Ana Lily Amirpour’s second feature, The Bad Batch, is an extension of her cool sense of iconography and
obvious love of genre playfulness, as displayed in her 2014 debut, the slick,
black-and-white, Iranian vampire movie A
Girl Walks Home Alone at Night. This new film is a dirty, sweaty, grimy
post-apocalyptic western, with grifters and drifters eking out survival in a
sun-blasted stretch of desolate Texan desert. It creates a vision of America in
tune with these pessimistic and absurd times. In this near-future world, the
poor, the sick, the disabled, the undocumented immigrants, and the convicts are
tossed without a safety net to live discarded in this wild patch of land known
as The Bad Batch. (I wondered if this was just one of many such locales, but
the film has too narrow a focus to get into that.) On one side of the desert is
a trailer park full of cannibals (among them glowering muscle Jason Momoa).
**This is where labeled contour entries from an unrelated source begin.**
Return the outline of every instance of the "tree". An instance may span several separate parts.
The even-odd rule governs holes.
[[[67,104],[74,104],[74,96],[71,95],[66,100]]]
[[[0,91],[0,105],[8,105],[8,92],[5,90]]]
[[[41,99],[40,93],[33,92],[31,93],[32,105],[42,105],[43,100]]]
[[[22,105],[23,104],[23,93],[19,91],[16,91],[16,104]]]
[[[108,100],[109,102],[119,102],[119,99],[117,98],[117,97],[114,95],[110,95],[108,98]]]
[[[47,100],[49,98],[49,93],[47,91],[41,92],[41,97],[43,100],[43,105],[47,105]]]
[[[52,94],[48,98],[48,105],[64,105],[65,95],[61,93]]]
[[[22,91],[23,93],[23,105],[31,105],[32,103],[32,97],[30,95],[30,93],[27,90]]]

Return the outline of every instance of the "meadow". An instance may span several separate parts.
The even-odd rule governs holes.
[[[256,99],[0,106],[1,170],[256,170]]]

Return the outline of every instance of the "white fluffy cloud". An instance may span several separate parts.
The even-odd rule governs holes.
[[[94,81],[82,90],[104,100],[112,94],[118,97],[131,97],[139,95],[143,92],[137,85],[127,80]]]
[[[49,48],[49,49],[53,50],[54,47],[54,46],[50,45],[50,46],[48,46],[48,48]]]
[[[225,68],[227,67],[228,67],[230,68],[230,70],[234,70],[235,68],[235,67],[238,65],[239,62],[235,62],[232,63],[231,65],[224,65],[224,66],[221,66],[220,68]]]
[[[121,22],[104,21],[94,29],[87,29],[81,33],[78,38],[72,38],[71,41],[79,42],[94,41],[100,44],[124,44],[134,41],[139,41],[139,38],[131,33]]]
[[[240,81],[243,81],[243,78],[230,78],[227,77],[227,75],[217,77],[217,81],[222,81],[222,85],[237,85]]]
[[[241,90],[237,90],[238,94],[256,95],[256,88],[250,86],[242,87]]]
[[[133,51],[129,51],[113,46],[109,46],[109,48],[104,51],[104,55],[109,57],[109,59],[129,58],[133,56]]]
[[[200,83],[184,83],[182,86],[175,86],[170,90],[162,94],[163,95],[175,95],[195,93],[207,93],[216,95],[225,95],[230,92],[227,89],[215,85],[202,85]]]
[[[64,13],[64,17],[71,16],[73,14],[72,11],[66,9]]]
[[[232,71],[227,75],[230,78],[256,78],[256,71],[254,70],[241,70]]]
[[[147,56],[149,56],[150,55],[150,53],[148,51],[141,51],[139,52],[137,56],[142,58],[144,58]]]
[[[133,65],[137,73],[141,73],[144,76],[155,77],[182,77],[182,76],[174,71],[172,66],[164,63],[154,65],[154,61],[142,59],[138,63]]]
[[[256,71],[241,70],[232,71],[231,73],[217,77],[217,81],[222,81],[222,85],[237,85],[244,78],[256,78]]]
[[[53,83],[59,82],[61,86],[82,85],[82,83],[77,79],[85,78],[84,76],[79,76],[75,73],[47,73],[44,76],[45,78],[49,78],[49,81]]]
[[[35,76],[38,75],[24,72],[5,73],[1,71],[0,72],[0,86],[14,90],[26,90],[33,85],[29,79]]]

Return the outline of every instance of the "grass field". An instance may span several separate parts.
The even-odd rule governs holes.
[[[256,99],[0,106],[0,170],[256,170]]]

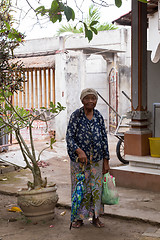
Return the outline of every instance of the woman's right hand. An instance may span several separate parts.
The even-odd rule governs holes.
[[[87,156],[85,152],[81,148],[76,149],[76,153],[78,155],[78,159],[81,163],[85,163],[87,165]]]

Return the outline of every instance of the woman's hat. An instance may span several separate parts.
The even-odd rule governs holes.
[[[85,88],[81,92],[81,96],[80,96],[81,101],[83,100],[84,97],[86,97],[89,94],[93,94],[94,96],[96,96],[96,99],[98,99],[98,94],[96,90],[94,90],[93,88]]]

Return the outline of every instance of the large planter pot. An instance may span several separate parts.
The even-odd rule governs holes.
[[[32,222],[53,219],[58,201],[56,190],[56,186],[30,191],[21,190],[17,196],[18,205]]]

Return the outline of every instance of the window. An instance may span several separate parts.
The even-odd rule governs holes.
[[[24,74],[24,91],[14,94],[14,106],[39,109],[48,107],[50,101],[55,103],[54,68],[27,68],[24,69]]]

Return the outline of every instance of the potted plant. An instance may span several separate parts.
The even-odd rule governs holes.
[[[31,170],[33,175],[33,182],[28,181],[27,183],[28,188],[18,192],[18,205],[24,212],[24,215],[32,221],[50,219],[53,217],[54,208],[58,200],[56,186],[47,186],[47,178],[42,179],[38,162],[43,151],[47,148],[53,148],[52,145],[55,139],[54,137],[50,138],[49,146],[43,148],[36,156],[32,129],[34,121],[40,120],[46,122],[47,125],[48,121],[56,117],[65,108],[59,102],[57,106],[51,102],[49,109],[43,108],[42,112],[36,114],[37,111],[34,109],[30,112],[24,108],[14,107],[10,101],[11,96],[12,93],[9,91],[9,87],[8,90],[6,90],[6,87],[0,89],[0,130],[3,129],[3,134],[15,133],[16,140],[26,163],[25,168]],[[46,115],[46,111],[50,111],[51,115],[49,117],[48,114]],[[22,129],[26,127],[29,129],[29,145],[22,134]],[[38,207],[40,207],[40,212]]]
[[[26,168],[31,170],[33,182],[28,182],[28,188],[19,192],[18,204],[25,216],[32,221],[38,221],[53,217],[58,196],[56,186],[47,186],[47,179],[42,179],[41,170],[38,166],[42,152],[48,147],[52,148],[55,139],[51,138],[49,146],[42,149],[36,156],[32,135],[33,122],[41,120],[47,126],[47,122],[64,110],[64,107],[60,103],[55,106],[51,102],[49,109],[43,108],[39,114],[36,114],[35,109],[30,112],[12,104],[13,94],[23,91],[23,82],[26,81],[23,75],[23,64],[12,61],[14,49],[20,45],[24,38],[23,34],[12,27],[12,23],[13,19],[10,15],[8,1],[3,1],[0,12],[0,132],[3,132],[1,137],[14,132]],[[46,111],[50,111],[50,117],[45,114]],[[21,132],[26,127],[29,129],[29,146]],[[38,210],[39,207],[40,211]]]

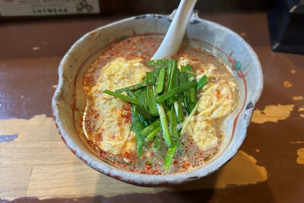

On
the other is a town called Comfort, run as a cult of personality by a man
(Keanu Reeves, in another of his unusual and mesmerizing roles of late) who
preaches from the giant neon boombox in the center of town which houses a DJ.
Stuck between them is a pretty blonde (Suki Waterhouse) who quickly pays an arm
and a leg for the privilege of sticking around, then stumbles around looking
for...something. (There’s also Jim Carrey as a mute homeless man, so
weather-beaten as to be nearly unrecognizable.)
As you can see, this is the sort of movie that sounds like a
lot of fun when you hear its eccentricities explained flat out like that, but
for all the imagination that went into creating this world – like an appealing
low-budget Mad Max prequel vibe run
through a Robert Rodriguez emulator – there’s far too little narrative
interest. It’s a compelling, visually striking environment. Lyle Vincent’s
woozy sun-baked cinematography perfectly cooks the grubby, dirty, displays of dried
blood, heat-blasted landfills, and craggy survivor’s peeling complexions. The
imagery is so matter-of-factly bizarre that a cult attachment to its dutifully flat-faced
oddity is inevitable. But all this creates a movie which never arrives at a
reason for being. It’s not fun enough for sick kicks, or smart enough for a
trenchant allegory. It simply rides its grubby cool, coasting to a dead end.